Having played around with my Nano 3G for a couple of months and loving it, I was totally unprepared for the sudden pang of regret followed by a flash of good old jealousy when the iPod Touch was palmed on to me for a long term review. While PMP shopping, I had told myself I could do without the allure of the large touchscreen; was I fooling myself?
Day 1: Change the World—Eric Clapton
The package’s nice—USB cable for data and charging, typical Apple earbuds and transparent plastic stand—all accessories present. Still no iTunes bundled. The Touch is rather heavy for a PMP, courtesy the steel back. The chrome finished rear looks hot, but scratches easy.
Day 2: Many Rivers to Cross—UB40
I upgraded the firmware to version 1.1.3; syncing anything still requires iTunes (sigh), though you can interrupt the process with the swipe of a finger. Unlike the Nano or the Video models, you don’t have to disconnect the device from iTunes to interface with it (play music, watch videos etc)—a serious plus for me, since I listen to music while my device is connected.
Day 4: The Look—Roxette
I ripped my copy of Beowulf to the Touch. Syncing movies is painful—iTunes creates another copy of the movie in the relevant format, and then the syncing occurs. Video playback is good—nearly as good as on the PSP (PlayStation Portable)—high praise indeed!
Day 6: Can I touch you there—Michael Bolton
Played with the touchscreen some more; it works well, for the most part. Very gimmicky, and once the initial glamour dies down, it’s just another PMP. I love the finger-swipe browsing and the two-finger stretch to enlarge photos—nifty and ultra cool! Browse through albums, tracks, and videos with just a finger—and the Touch works much better than most touch devices I’ve worked with.
Day 9: Meadows of Heaven—Nightwish
A few favourites have been playing—Jim Morrison (The Doors), Eric Clapton, Dire Straits and U2, and I’ve caught myself unabashedly tapping my feet. Music is spot on, vocals have a very natural timbre, Jim Morrison sounds rustic, and Clapton’s guitar in Layla and She’s Waiting comes to life with realistic mids. Apple’s default earplugs are crap as usual, and you’re better off dumping them straight away than punishing your ears.

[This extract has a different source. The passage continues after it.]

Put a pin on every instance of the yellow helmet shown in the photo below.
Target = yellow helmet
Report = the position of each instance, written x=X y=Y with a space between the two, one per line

Day 14: Another day in Paradise—Phil Collins
Thanks to the gorgeous screen, all photos look good on the Touch; just don’t zoom in—graininess and loss of detail will greet you. It seems they’re optimised for full screen viewing, and that’s it. Battery life nosedives when you fiddle around with the screen. I got 8 hours of MP3 playback with moderate touchscreen use—mostly around albums, playlists and such. The new firmware (1.1.3) was supposed to add 3 hours to music playback—I got 1.5 hours; not too bad.

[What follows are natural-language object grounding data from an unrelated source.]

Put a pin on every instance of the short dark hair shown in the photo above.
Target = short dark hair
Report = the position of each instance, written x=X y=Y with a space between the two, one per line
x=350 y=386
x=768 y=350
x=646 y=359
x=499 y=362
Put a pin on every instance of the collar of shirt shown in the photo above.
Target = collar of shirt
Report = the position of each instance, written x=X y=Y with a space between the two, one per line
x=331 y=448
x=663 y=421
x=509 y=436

Day 19: Life in the fast lane—The Eagles
Safari—the Web browser—is a little slow. WiFi transfers work well, and the Touch makes for a great companion at congested airports with open WiFi access. For me, this puts the Touch into a league of its own.

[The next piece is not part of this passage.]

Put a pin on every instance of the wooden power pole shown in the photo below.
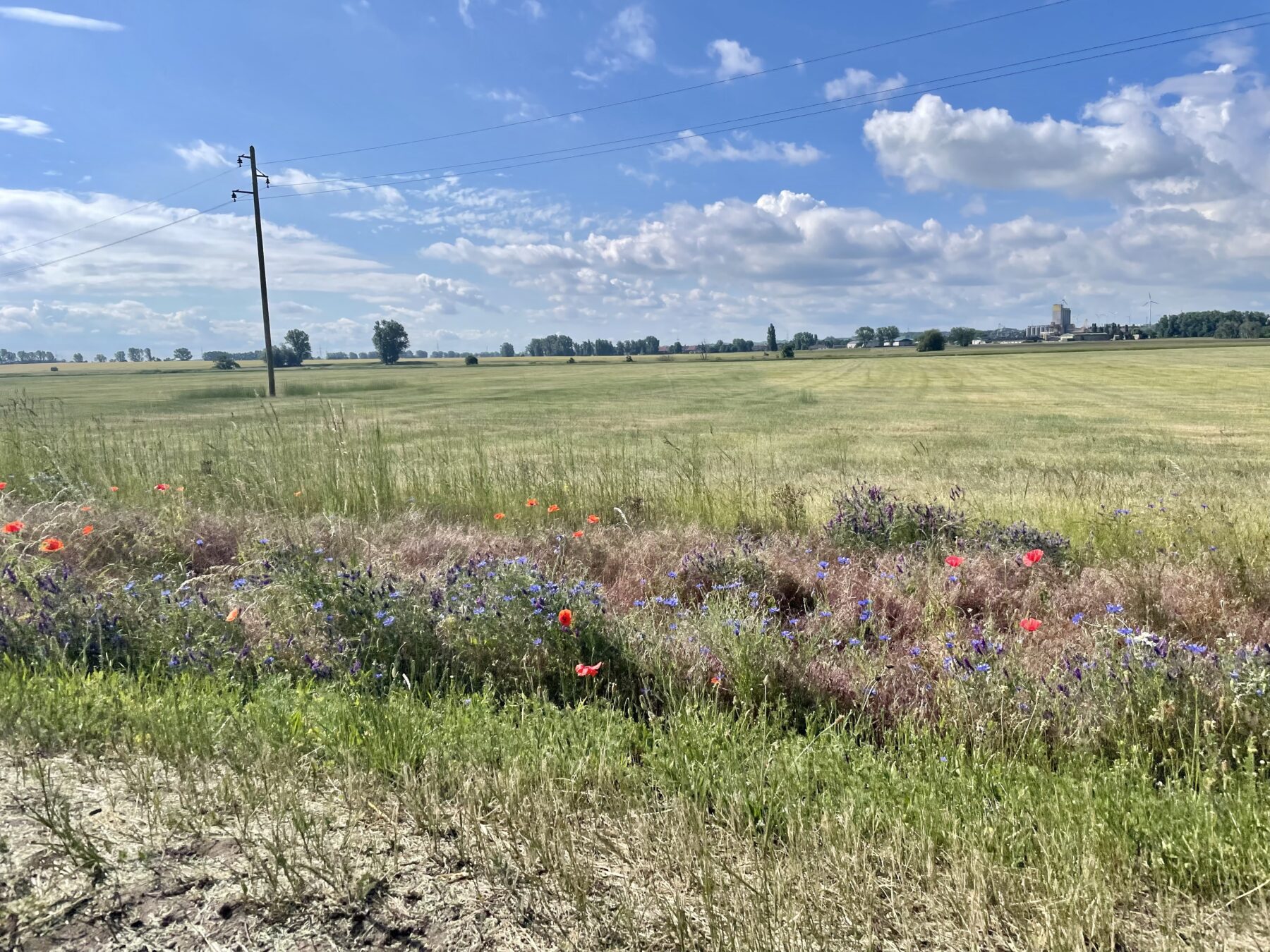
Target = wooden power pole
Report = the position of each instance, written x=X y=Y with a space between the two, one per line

Day 22: Feels Like Heaven- Peter Cetera
This is a great PMP, good video playback, a very good music player, and a functional and funky touchscreen that will get you envious glares on the street, trains and buses. What’s not to like? The price, for one—Rs 14,500 is a little expensive for my tastes. Besides, the Touch is a little heavy to jog or work out with. That’s it; no more complaints.